For days, she’d been regretting how cold and distant things had been at the hospital, and she wasn’t going to make the same mistake again.

They both stumbled as she plowed into them. Her mother started giggling and her dad thwacked her back in his tough-guy way with his palm. He had his enormous camera strapped around his neck. They straightened up and held their daughter at arm’s length. They seemed to want a good look at her face, but as soon as they got it, their own faces fell. Luce was crying.

“Sweetheart, what’s the matter?” her father asked, resting his hand on her head.

Her mom fished through her giant blue pocketbook for her stash of tissues. Eyes wide, she dangled one in front of Luce’s nose and asked, “We’re here now. Everything’s fine, isn’t it?”

No, everything was not fine.

“Why didn’t you take me home the other day?” Luce asked, feeling angry and hurt all over again. “Why did you let them bring me back here?”

Her father blanched. “Every time we spoke to the headmaster, he said you were doing great, back in classes, like the trouper we raised. A sore throat from the smoke and a little bump on the head.

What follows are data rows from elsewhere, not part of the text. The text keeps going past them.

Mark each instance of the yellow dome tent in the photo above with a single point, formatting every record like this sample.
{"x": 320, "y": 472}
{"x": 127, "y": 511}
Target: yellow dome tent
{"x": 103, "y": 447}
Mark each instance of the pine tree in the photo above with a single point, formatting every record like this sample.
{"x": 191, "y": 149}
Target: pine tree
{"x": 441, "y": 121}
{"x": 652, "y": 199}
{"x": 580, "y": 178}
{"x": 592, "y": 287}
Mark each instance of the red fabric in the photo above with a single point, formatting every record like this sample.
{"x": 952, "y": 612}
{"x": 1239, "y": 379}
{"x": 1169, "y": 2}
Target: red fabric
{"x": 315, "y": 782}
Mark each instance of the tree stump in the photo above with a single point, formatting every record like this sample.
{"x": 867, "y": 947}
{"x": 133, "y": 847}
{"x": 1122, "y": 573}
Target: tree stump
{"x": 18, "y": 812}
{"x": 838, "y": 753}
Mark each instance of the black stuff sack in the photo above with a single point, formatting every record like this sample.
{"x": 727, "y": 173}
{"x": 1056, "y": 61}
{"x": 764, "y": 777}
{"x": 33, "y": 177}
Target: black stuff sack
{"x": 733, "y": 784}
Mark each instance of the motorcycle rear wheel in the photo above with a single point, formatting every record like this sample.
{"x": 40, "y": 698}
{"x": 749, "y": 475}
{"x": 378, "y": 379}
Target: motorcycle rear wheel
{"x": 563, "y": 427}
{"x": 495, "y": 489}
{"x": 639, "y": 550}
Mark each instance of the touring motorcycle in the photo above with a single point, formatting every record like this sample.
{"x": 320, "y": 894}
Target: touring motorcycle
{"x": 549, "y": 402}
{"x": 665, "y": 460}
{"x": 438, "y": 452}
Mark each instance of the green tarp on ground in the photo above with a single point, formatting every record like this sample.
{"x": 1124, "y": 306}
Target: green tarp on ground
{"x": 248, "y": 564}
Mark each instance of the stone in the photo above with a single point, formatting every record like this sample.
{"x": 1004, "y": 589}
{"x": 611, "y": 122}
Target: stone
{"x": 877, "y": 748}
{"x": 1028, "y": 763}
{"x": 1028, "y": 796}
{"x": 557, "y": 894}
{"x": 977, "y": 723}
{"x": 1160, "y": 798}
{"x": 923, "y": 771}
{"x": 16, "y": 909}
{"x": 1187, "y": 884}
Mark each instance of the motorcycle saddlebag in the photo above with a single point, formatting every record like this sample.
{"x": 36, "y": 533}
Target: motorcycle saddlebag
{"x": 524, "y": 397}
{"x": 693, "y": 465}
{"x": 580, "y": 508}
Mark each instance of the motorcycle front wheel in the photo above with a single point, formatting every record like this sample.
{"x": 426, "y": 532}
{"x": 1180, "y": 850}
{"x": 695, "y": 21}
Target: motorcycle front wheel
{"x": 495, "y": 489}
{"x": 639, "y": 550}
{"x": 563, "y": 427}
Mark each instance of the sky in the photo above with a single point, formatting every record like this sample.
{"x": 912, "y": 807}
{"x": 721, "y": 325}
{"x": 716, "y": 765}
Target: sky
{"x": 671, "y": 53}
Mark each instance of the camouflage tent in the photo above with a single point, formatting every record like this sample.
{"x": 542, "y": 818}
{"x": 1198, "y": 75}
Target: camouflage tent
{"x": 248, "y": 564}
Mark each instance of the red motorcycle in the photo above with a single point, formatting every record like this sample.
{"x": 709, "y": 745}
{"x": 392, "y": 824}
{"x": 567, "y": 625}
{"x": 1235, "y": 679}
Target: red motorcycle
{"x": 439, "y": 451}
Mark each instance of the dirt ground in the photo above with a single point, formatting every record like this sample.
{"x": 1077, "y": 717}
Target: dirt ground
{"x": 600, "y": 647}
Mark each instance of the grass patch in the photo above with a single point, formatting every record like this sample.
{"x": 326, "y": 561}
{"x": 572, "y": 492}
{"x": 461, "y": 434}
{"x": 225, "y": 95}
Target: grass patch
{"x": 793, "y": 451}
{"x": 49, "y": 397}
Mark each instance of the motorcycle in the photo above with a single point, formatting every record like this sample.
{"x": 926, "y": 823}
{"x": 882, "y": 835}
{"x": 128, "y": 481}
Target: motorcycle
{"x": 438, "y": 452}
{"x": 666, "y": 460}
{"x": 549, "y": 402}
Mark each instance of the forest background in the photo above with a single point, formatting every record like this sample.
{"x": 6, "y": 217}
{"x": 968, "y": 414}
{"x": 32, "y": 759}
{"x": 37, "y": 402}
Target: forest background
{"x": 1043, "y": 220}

We thought that was all.” He licked his lips.

“Was there more?” her mom asked.

One look between her parents told that they’d had this fight already. Mom would have begged to visit again sooner. Luce’s tough-love dad would have put his foot down.

There was no way to explain to them what had happened that night or what she’d been going through since then. She had gone straight back to classes, though not by her own choice. And physically, she was fine. It was just that in every other way—emotionally, psychologically, romantically—she couldn’t have felt more broken.

“We’re just trying to follow the rules,” Luce’s father explained, moving his big hand to squeeze her neck. The weight of it shifted her whole posture and made it uncomfortable to stand still, but it had been so long since she’d been this close to people she loved, she didn’t dare move away. “Because we only want what’s best for you,” her dad added. “We have to take it on faith that these people”—he gestured at the formidable buildings around campus, as if they represented Randy and Headmaster Udell and the rest of them—“that they know what they’re talking about.”

“They don’t,” Luce said, glancing at the shoddy buildings and the empty commons. So far, nothing at this school made any sense to her.

Case in point, what they called Parents’ Day. They’d made such a big deal about how lucky the students were to get the privilege of seeing their own flesh and blood. And yet it was ten minutes until lunchtime and Luce’s parents’ car was the only one in the parking lot.

“This place is an absolute joke,” she said, sounding cynical enough that her parents shared a troubled look.

“Luce, honey,” her mom said, stroking her hair. Luce could tell she wasn’t used to its short length. Her fingers had a maternal instinct to follow the ghost of Luce’s former hair all the way down her back. “We just want one nice day with you. Your father brought all your favorite foods.”